The Raleigh-based company said an FDA advisory committee has accepted the company’s proposed clinical trial design studying Xifaxan for irritable bowel syndrome with diarrhea.
In declining to approve the drug, the FDA expressed concern that the earlier study did not adequately assess how patients responded to retreatment with the drug. Patients with IBS may need to retreat with additional doses to manage the chronic condition. In addition to questioning retreatment, FDA reviewers also questioned how long the treatment lasts. Reviewers concluded that Xifaxan’s effect lasts for the first four weeks of treatment, then diminishes.
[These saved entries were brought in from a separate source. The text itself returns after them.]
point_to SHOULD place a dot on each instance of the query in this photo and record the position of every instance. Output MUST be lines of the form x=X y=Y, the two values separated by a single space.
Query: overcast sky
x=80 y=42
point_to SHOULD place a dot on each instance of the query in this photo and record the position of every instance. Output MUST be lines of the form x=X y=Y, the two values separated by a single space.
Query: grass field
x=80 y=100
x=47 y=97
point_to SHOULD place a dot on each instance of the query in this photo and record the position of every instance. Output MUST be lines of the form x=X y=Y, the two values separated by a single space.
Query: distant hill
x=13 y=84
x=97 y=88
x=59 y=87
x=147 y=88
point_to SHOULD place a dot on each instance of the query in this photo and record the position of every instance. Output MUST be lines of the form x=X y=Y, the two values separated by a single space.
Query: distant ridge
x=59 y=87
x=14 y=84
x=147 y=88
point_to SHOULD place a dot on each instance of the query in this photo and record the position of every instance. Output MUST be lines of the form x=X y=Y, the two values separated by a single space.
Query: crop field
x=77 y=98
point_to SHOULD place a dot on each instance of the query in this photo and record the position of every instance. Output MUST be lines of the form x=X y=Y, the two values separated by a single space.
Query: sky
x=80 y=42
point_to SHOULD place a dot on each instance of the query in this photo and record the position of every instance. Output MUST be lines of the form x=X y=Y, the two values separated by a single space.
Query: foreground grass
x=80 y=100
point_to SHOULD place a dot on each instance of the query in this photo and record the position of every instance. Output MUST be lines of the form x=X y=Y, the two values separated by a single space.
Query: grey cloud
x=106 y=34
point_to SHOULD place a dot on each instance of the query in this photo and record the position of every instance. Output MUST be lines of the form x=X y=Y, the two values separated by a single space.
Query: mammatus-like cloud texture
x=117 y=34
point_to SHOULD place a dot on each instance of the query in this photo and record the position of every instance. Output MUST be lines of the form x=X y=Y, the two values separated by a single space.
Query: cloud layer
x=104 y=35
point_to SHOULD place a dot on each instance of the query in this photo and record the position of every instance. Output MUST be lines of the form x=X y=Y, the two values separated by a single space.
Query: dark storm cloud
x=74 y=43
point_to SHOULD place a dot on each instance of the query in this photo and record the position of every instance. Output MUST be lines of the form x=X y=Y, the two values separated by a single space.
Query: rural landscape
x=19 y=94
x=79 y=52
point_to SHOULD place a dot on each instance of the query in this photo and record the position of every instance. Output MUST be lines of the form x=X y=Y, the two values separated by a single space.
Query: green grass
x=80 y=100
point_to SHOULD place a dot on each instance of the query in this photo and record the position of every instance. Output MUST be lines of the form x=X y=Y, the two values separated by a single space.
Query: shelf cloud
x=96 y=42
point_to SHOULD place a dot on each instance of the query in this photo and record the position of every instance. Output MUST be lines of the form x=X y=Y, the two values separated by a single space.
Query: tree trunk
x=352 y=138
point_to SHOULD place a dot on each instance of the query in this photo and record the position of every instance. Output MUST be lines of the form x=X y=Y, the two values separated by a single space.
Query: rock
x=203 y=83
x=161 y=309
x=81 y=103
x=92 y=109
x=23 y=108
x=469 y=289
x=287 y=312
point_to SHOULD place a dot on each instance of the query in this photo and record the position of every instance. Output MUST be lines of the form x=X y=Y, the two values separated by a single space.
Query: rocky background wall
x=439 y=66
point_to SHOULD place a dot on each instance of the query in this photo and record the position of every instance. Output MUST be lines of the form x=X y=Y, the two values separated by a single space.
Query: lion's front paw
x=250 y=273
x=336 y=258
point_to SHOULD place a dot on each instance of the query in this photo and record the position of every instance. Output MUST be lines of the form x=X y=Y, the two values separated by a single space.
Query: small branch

Clinical trial enrollment is set to start in January. Salix estimates it will take about two years to complete trials, resubmit a response to the FDA complete response letter and receive an approval decision.
Salix said the proposed design addresses points raised by the FDA in the March complete response letter. The primary objective of the study is to evaluate Xifaxan’s efficacy in patients who responded to initial treatment with the drug. Salix will now work with the FDA to finalize the protocol for a multi-center, randomized, double-blind, placebo-controlled trial with IBS patients.
Bill Forbes, Salix’s executive vice president, medical, research and development, said in a statement that the company is pleased with the advisory committee’s support of the study design.
“Over the past several months Salix and the FDA have worked collaboratively to develop a study proposal intended to collect prospective controlled data to support the repeat use of rifaximin in IBS with diarrhea following the recrudescence of symptoms,” he said.
Salix has already received FDA approval for Xifaxan to treat traveler’s diarrhea and hepatic encephalopathy, a brain disorder associated with severe liver disease. Salix has been trying to add IBS as a new indication for the drug to address an large unmet medical need. Only one drug, Prometheus Laboratories‘ Lotronex, has FDA approval to treat IBS with diarrhea. That drug has a black box warning.